Despite its prowess in building large industrial trucks for any type of terrain, Isuzu was never truly able to succeed in the domestic truck and SUV market. They never were able to challenge the like of the Land Cruisers, Patrols and Mitsubishis, and even their small pickups lagged behind the competition from Toyota and Nissan. As a result, the Isuzu Faster set its sights on the US market, where its rebadged version, the Chevy LUV, was arguably more successful than the original.
In this video from the Isuzu museum in Japan, the subject is the Faster 1-ton truck. By the time it was introduced in 1972, Isuzu had already inked a partnership with General Motors the year before. The Faster succeeded the Bellett-based Wasp pickup, which had been a sales flop in Japan. Thus, the Faster was developed with an eye towards overseas sales from the very beginning.
Initial models wore the front fascia of the Isuzu Florian sedan, but the trucks were painted with lively colors and given groovy decal kits to appeal to contemporary small truck buyers in the US. Thanks to GM’s massive dealership network, the Faster saw far more success with a bowtie badge than the original Isuzu logo.
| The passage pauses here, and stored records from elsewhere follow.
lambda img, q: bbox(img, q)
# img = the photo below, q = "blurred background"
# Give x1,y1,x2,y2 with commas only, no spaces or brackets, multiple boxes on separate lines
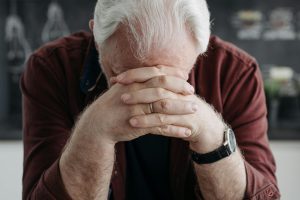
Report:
0,0,299,199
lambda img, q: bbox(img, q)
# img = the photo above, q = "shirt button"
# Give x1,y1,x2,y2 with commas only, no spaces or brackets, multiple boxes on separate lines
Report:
268,191,274,197
114,170,118,175
266,188,274,197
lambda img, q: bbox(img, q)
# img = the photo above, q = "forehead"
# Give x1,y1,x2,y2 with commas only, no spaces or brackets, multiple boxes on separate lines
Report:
101,25,198,74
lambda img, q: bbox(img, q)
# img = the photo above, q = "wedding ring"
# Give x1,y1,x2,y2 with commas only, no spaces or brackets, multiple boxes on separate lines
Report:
149,102,154,113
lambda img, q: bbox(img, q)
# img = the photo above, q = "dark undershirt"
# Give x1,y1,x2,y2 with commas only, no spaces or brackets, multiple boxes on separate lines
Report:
125,134,171,200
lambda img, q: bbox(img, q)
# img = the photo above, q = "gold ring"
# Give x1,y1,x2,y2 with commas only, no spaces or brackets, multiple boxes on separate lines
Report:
149,103,154,113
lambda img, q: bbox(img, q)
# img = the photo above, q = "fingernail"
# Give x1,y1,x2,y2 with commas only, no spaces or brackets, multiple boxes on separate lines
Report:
130,118,138,126
121,94,131,102
185,129,191,137
117,74,125,81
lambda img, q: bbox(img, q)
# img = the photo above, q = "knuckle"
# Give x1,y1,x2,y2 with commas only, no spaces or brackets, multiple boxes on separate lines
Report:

In fact, when you get to the end of the video and see the running orange example from the Isuzu museum’s official collection, it’s not a Faster but a left-hand-drive Chevy LUV. According to a past volume of Nostalgic Hero, When the museum sought to acquire a first-generation Faster for its archives, they couldn’t find a decent example in Japan. So, they bought a LUV on eBay from the US and shipped it back. Even then, they had to remanufacture a few parts from scratch, like the 2-piece rear bumper. So, if you ever encounter an original Isuzu Faster in Japan, know that it’s an incredibly rare sighting.